È il cittadino libero in uno Sta­to che ha delle regole. E l’identità di un cittadino deve essere legata al concet­to di patria e di famiglia. Ecco, allora, il “Crepe(t)nsiero” perché la famiglia de­ve educare i figli non come eterni figli ma come cittadini La privazione della libertà viene compensata inconsapevolmente dall’elargire smisurate felicitazioni esistenziali”. Si perde la libertà in cambio della comodità: questo è un errore del­la famiglia che non vuole il distacco dei figli e li carica di comodità e felicitazioni e proprio i figli non si rendono conto, per varie ragioni, che stanno perdendo l’autonomia e la libertà; “La fragilità della famiglia è emersa quando ad essa si è richiesto non più soltanto di provvedere alla sopravvi­venza dei figli, ma di educarli… Le nuove organizzazioni familiari (penso an­che, ad esempio, alle coppie di fatto) hanno bisogno di servizi non di denaro; di consigli e occasioni di confronto sui problemi reali, non di vincoli di legge”; Ci sono due tipi di amor filiale. Il pri­mo è “l’amor latino” che si traduce in una relazione ordita da infiniti ricatti affetti­vi in cui amare corrisponde a possedere: madri e padri sentono di essere i padro­ni dei propri figli”. Insomma, solo per­ché genitori sentono l’autorità di deci­dere cosa è giusto e cosa è sbagliato per il proprio figlio e questa attenzione si traveste da subdola complicità e da rap­porto amicale quando invece è solo una forma di dominio.
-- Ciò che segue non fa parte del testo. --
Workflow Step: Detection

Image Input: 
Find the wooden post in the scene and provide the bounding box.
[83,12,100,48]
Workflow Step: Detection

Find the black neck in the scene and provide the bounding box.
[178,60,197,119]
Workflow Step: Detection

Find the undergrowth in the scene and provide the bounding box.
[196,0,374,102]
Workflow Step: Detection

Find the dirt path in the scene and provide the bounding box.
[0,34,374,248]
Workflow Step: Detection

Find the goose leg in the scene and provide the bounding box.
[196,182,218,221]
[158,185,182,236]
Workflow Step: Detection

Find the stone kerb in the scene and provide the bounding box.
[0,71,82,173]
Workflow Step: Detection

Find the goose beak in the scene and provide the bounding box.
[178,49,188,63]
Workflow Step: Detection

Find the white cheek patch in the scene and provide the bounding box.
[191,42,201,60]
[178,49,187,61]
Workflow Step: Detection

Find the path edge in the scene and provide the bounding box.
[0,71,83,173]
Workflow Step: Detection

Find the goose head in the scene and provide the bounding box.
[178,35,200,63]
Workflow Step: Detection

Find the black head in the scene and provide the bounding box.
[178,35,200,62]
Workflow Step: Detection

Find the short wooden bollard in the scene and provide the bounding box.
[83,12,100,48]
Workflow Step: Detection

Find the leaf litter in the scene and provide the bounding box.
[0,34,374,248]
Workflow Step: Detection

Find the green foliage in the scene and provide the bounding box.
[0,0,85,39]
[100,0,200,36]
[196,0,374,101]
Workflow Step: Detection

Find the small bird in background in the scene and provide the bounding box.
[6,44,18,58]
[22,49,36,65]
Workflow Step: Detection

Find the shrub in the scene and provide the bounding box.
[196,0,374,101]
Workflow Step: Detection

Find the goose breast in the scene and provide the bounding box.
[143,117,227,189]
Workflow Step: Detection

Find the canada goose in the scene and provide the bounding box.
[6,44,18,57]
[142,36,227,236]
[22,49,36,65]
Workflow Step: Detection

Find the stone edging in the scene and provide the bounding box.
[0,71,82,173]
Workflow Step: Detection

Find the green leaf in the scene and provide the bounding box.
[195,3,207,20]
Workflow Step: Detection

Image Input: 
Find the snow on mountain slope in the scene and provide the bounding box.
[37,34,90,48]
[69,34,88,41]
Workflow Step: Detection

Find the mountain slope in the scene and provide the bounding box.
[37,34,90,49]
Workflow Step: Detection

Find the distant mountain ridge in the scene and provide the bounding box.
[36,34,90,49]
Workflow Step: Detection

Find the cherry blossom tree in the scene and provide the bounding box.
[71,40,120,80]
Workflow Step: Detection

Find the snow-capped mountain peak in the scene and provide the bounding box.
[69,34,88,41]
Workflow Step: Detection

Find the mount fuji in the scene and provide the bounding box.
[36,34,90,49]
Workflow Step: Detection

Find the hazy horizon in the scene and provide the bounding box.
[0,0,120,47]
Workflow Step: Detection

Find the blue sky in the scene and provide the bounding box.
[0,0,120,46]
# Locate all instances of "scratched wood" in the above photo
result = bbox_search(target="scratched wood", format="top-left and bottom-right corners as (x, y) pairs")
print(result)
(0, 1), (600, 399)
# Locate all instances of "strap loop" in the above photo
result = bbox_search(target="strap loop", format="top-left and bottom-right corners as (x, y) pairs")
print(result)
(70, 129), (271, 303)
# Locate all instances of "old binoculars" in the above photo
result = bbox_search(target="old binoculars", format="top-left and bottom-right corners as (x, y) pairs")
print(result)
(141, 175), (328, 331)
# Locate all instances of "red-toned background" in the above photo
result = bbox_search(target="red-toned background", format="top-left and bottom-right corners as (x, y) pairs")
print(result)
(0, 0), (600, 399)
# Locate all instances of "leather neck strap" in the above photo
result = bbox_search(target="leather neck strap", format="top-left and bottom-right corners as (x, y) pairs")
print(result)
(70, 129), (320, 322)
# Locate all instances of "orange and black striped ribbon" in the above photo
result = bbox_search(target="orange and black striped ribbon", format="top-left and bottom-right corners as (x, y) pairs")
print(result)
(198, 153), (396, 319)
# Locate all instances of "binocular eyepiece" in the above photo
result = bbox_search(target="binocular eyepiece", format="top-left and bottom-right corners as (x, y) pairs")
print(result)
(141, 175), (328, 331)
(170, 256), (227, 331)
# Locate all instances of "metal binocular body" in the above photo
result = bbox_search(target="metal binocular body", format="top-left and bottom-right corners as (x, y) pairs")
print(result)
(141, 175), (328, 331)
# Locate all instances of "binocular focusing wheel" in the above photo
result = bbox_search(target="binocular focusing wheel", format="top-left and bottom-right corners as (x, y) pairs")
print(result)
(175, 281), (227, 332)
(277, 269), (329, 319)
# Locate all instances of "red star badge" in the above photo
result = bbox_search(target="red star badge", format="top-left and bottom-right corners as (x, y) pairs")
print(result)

L’altro tipo di amore filiale è “l’amor glaciale”: “Assai diffuso nella medio-alta borghesia nasce dall’e­sigenza dei genitori di essere precocemente autonomi dai figli”. Si crea un vuoto emotivo tra genitori e figli perché questi sono visti come intralcio e, dietro una falsa forma di Autonomia, si antici­pa in realtà la crescita del figlio che quin­di cercherà affetto in forme “bulimiche”. Questi due tipi di amore “non portano ad una crescita serena del senso di ap­partenenza emotivo”. Il figlio bisogna “accompagnarlo” e cioè “né esservi amico, né despota ma accompagnare vuoi dire narrare all’altro, raccontarsi, trova­re la forza di costruire una casa comune nella differenza, un amore senza pos­sesso, un’appartenenza senza dipen­denza, una affetto senza fughe”.